La sphère, de quelque 1,5 mm de diamètre, n’a fait que quelques petits allers-retours dans la carotide de l’animal. Mais lors des futurs essais, on compte diriger des billes de deux micromètres, soit deux fois plus petites qu’un globule rouge, et visiter des vaisseaux sanguins trop étroits pour être accessibles aux cathéters. «Pour se rendre dans une tumeur et l’attaquer de l’intérieur, précise Sylvain Martel, il faut pouvoir se faufiler dans les capillaires. Ces vaisseaux sont tellement petits que les globules eux-mêmes y circulent un par un.»
Le voyage de ces micro-objets dans l’organisme jusqu’à la région ciblée se planifie un peu comme une mission spatiale. On programme l’intervention, puis un ordinateur se charge de contrôler le scanner. Comme l’appareil d’imagerie permet aussi de suivre la progression des sphères en temps réel, les déplacements peuvent être corrigés en continu. «Pour contrer le courant sanguin et les turbulences, de petits ajustements sont constamment apportés aux champs magnétiques et la bille progresse de façon fluide. De 24 à 32 décisions sont prises chaque seconde par l’ordinateur pour adapter la trajectoire.»

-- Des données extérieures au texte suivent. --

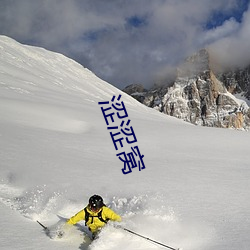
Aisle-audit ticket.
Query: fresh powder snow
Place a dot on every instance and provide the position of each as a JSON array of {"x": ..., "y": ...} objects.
[{"x": 56, "y": 152}]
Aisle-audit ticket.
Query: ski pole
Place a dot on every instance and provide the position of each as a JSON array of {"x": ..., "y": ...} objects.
[
  {"x": 45, "y": 228},
  {"x": 150, "y": 239}
]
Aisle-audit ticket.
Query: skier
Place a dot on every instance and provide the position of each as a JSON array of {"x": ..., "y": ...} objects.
[{"x": 95, "y": 214}]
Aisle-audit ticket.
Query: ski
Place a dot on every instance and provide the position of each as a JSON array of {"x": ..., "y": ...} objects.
[{"x": 51, "y": 234}]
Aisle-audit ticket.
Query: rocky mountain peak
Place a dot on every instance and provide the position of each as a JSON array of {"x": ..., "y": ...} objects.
[{"x": 200, "y": 96}]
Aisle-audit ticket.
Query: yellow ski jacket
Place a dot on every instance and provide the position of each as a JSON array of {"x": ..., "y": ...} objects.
[{"x": 94, "y": 223}]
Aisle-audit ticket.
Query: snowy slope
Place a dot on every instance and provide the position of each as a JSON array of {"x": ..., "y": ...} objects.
[{"x": 56, "y": 151}]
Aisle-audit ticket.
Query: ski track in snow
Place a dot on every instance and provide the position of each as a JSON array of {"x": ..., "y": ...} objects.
[{"x": 54, "y": 140}]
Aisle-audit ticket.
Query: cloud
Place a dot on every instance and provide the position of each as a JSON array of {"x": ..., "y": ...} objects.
[
  {"x": 233, "y": 49},
  {"x": 126, "y": 42}
]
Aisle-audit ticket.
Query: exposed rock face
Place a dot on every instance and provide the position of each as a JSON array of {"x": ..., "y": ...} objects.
[{"x": 199, "y": 97}]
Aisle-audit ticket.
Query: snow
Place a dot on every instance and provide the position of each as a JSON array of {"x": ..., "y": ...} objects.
[{"x": 56, "y": 152}]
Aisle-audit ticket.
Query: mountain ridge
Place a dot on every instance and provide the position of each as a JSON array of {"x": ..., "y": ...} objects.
[{"x": 200, "y": 95}]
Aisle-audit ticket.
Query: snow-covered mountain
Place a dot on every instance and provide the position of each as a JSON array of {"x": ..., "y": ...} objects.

Lors de ses tests, Sylvain Martel a utilisé une sphère de chrome et d’acier: «Mais certains matériaux – l’alliage du fer et du cobalt, par exemple – sont beaucoup plus efficaces.»
Un seul «petit» problème, l’alliage fer-cobalt libère des ions toxiques qui peuvent tuer les cellules. Qu’à cela ne tienne, dit Sylvain Martel: «Pour empêcher que ces particules s’échappent dans le sang, on peut recouvrir les sphères d’une couche de titane ou de polymère, des matériaux dont la biocompatibilité a été démontrée. Mais les médecins ont quand même peur de recourir au cobalt. On utilise aussi l’oxyde de fer, qui est inoffensif, sauf que les objets sont alors quatre fois moins magnétisables et il est plus difficile de les guider.»
Une fois à destination, dans les contreforts de la tumeur, que pourront faire de simples sphères? Elles contiendront effectivement un noyau magnétisable pour permettre leur contrôle, mais elles arboreront plusieurs couches d’autres matériaux. «On pourra par exemple libérer un médicament ou une toxine en faisant fondre la couche superficielle au moment voulu. Il sera possible de commander une telle fusion en émettant des ondes radio qui chaufferont légèrement les particules. En plus, si on fait monter la température dans les tissus, on augmente l’efficacité thérapeutique.»
Avec les progrès rapides des nanotechnologies, rien n’empêche d’imaginer dans un futur rapproché des structures bien plus complexes que des sphères: des nanorobots spécialisés capables d’opérer de l’intérieur et de réparer ou de détruire les cellules une à une.